The billions Fifa has amassed during Blatter's 17 years in charge, are constantly, ingeniously deployed, and targeted to minimise resistance.
Fifa is non-profit in theory, but that doesn't mean it can't make people rich. Blatter, the organisation's high-living 79-year-old president is a good case in point, and the largesse trickles on down a long line of supplicants united by their ability to say "Yes, boss" in any of 85 different languages.
Many of Fifa's regional "representatives" come from places where the national team would struggle to beat a Sunday morning park side, but along with the money they all get a vote, and as Friday's re-enthronement showed, it's usually for Blatter.
The old maestro continues to play the angles beautifully, likening himself to a mountain goat that never makes a fatal misstep.

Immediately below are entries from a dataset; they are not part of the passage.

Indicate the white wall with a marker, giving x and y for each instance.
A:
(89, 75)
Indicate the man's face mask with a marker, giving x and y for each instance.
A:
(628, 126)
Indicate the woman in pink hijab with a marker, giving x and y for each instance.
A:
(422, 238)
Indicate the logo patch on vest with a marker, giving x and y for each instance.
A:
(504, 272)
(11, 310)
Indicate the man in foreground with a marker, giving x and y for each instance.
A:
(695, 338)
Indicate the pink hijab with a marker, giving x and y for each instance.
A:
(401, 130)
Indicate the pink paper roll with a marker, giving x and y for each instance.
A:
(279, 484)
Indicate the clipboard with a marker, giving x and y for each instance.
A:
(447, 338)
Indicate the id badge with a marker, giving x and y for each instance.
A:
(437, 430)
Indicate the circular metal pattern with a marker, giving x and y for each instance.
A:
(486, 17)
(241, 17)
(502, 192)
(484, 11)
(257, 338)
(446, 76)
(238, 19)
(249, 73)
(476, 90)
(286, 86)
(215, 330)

Yet there's the ominous rumble of an avalanche in the distance, and it's heading Blatter's way. The US Justice Department's investigation into alleged corruption within Fifa is the greatest threat yet to his grandmasterly control.
He has not been named as a suspect, but prosecutors claim to have identified a pattern of bribery and money laundering stretching back through his entire time in charge. Last week, consoled by the presence of his glamorous current "companion", Linda Barras, - 30 years his junior and the wife of a wealthy Swiss estate agent - Blatter declared himself the right man to clean up the mess.

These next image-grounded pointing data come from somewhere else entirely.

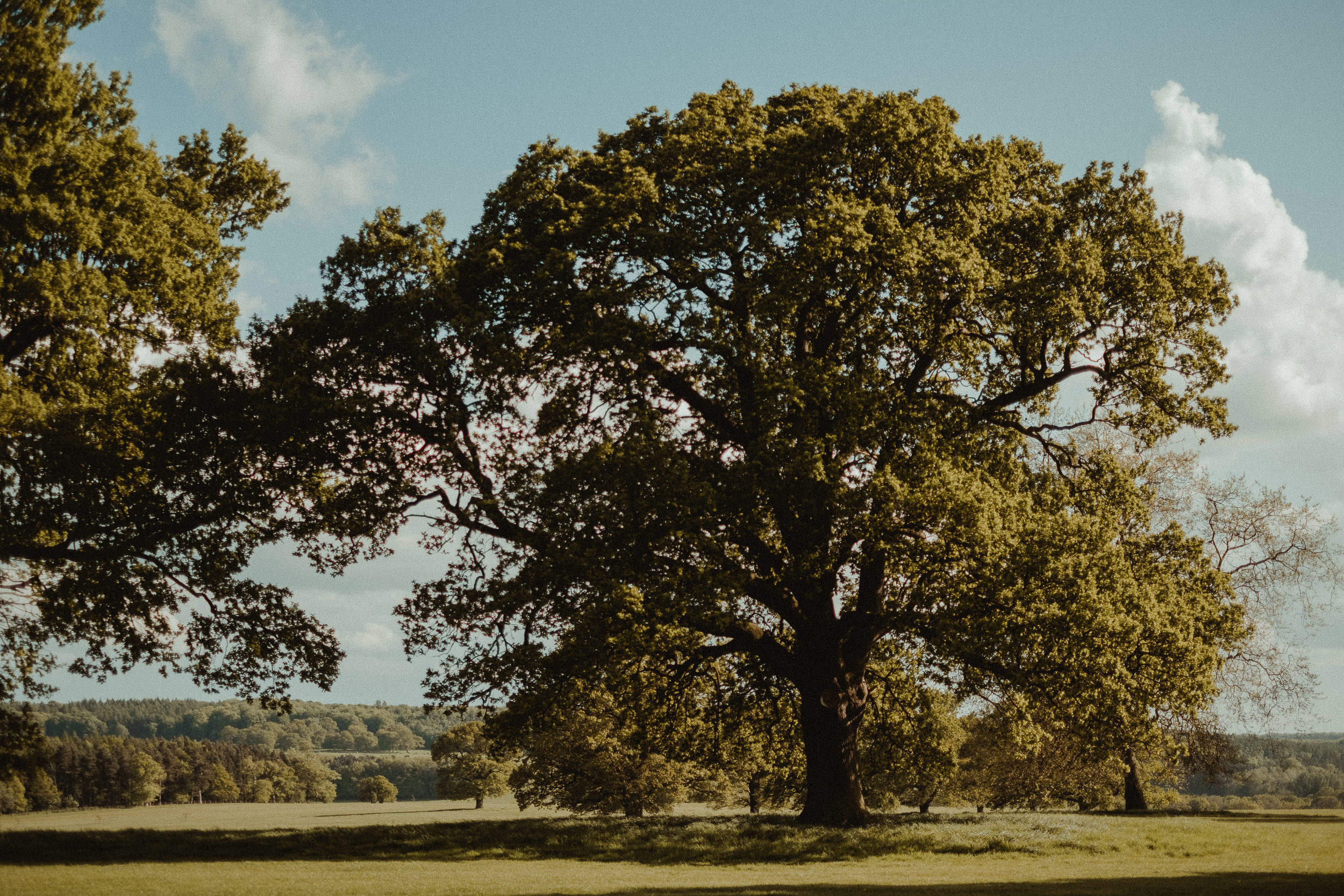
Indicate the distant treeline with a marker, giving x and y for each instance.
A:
(413, 777)
(1303, 768)
(124, 771)
(311, 726)
(109, 770)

It never pays to underestimate this suave son of a provincial factory worker. In the course of a long, varied career (although not so varied as to include a stint as a professional footballer), Blatter has acquired not only wealth and power, but near-mystical status as a survivor.
Sepp was raised poor in the small town of Visp. The brightest of four children, he won a place at Lausanne University. To pay the fees, he worked through the holidays at ski resorts, and, for a while, as a singer at weddings. After graduating, he moved into public relations.

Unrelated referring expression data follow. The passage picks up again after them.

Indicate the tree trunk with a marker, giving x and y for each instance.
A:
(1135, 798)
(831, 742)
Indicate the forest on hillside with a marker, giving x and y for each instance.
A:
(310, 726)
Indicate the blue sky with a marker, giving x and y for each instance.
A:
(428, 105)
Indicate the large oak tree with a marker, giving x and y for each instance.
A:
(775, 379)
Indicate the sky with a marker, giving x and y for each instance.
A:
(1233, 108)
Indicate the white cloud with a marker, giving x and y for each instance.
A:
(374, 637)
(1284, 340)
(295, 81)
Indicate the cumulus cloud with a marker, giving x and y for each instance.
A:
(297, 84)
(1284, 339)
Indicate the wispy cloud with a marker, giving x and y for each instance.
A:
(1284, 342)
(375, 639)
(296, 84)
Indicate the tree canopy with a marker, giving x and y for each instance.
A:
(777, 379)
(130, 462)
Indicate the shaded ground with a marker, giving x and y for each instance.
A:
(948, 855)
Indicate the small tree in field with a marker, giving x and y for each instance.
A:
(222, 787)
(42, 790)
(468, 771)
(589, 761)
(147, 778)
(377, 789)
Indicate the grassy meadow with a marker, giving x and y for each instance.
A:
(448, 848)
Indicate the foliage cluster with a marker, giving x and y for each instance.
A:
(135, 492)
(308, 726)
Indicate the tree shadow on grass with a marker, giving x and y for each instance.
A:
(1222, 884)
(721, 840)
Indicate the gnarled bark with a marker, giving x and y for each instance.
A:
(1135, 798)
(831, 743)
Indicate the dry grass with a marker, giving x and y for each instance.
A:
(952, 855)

Some years later, while working as a marketing executive for Longines, he made a crucial connection. Horst Dassler, the multi-millionaire heir to the Adidas sportswear company, wanted an ally within Fifa, and lobbied to get Blatter the job of technical director. Within a few years he was general secretary, and in 1988 became president.
No one, with the possible exception of Bernie Ecclestone, has shaped a sport so completely to their will. Yet the Blatter era has unfolded to claims of malpractice and controversies that have ranged from the comic to the shocking. Among his suggestions are that women's football would be more popular if the players wore tighter kit.
His salary is not disclosed, because - as Markus Kattner, his head of finance said - "we don't have to," but it is estimated to be around €11.2m a year. Currently, there are other things he needs more than money. Such as a good lawyer. And, perhaps, a white Persian cat.